The Dangers of Classifying Communities as "Low Opportunity"
By Raisa Johnson, Policy Fellow
Recently, the California Tax Credit Allocation Committee proposed labeling some relatively significant geographic areas of the state as "low opportunity." While it's not yet clear whether this language is trending, we are concerned that the use of such language sheds more heat than light on the categorization of place based development. While it is important to evaluate access to opportunities, generalized categorizations such as "low opportunity "unintentionally create a hierarchy of worth, implying some places (and thus its people) are more valuable than others.
The use of "low opportunity" without an explanation of the systemic disinvestment that has wounded so many communities suffers from a lack of context. The scarcity of assets in education, affordable housing, transportation, jobs, and more are not inherent attributes of any neighborhood. Indeed, HUD's Affirmatively Furthering Fair Housing Rule requires the development and preservation of affordable housing in areas of concentrated poverty, the very same places that the California Tax Credit Allocation proposal labeled "low opportunity." Instead of labeling a neighborhood as having "low opportunity," effective policy solutions identify and lift up the assets that do exist and supply investments to build the assets that do not.

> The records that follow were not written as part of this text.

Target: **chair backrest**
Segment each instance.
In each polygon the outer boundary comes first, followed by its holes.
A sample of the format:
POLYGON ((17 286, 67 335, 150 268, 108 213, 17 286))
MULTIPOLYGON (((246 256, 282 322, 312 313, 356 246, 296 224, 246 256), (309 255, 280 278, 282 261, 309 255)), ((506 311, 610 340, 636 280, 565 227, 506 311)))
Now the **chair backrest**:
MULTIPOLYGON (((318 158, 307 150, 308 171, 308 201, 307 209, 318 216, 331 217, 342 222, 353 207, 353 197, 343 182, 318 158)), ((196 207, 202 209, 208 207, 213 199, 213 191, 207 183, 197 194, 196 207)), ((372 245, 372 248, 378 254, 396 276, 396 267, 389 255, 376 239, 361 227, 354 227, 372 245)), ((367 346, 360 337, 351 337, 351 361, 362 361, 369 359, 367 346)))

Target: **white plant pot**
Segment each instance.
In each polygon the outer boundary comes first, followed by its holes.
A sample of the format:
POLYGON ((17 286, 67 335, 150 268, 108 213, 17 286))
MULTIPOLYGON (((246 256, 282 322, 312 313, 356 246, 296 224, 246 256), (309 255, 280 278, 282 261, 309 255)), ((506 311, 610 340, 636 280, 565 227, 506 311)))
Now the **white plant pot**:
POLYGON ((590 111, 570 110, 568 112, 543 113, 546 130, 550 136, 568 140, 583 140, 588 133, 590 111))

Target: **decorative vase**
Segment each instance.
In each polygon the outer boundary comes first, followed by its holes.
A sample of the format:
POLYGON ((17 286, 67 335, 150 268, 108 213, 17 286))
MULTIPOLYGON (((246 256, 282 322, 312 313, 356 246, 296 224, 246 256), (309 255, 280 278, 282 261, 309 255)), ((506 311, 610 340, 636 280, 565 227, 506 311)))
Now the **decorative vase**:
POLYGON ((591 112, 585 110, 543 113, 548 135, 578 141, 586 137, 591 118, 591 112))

Housing policy requires a balanced approach. Economically stressed individuals should have the choice to move to opportunities if they choose. Likewise, community members living in dis-invested neighborhoods should have the choice to build sustainable, economically vibrant, healthy communities. Fortunately, there are many different approaches one can take create and enhance opportunity through the production and preservation of affordable housing.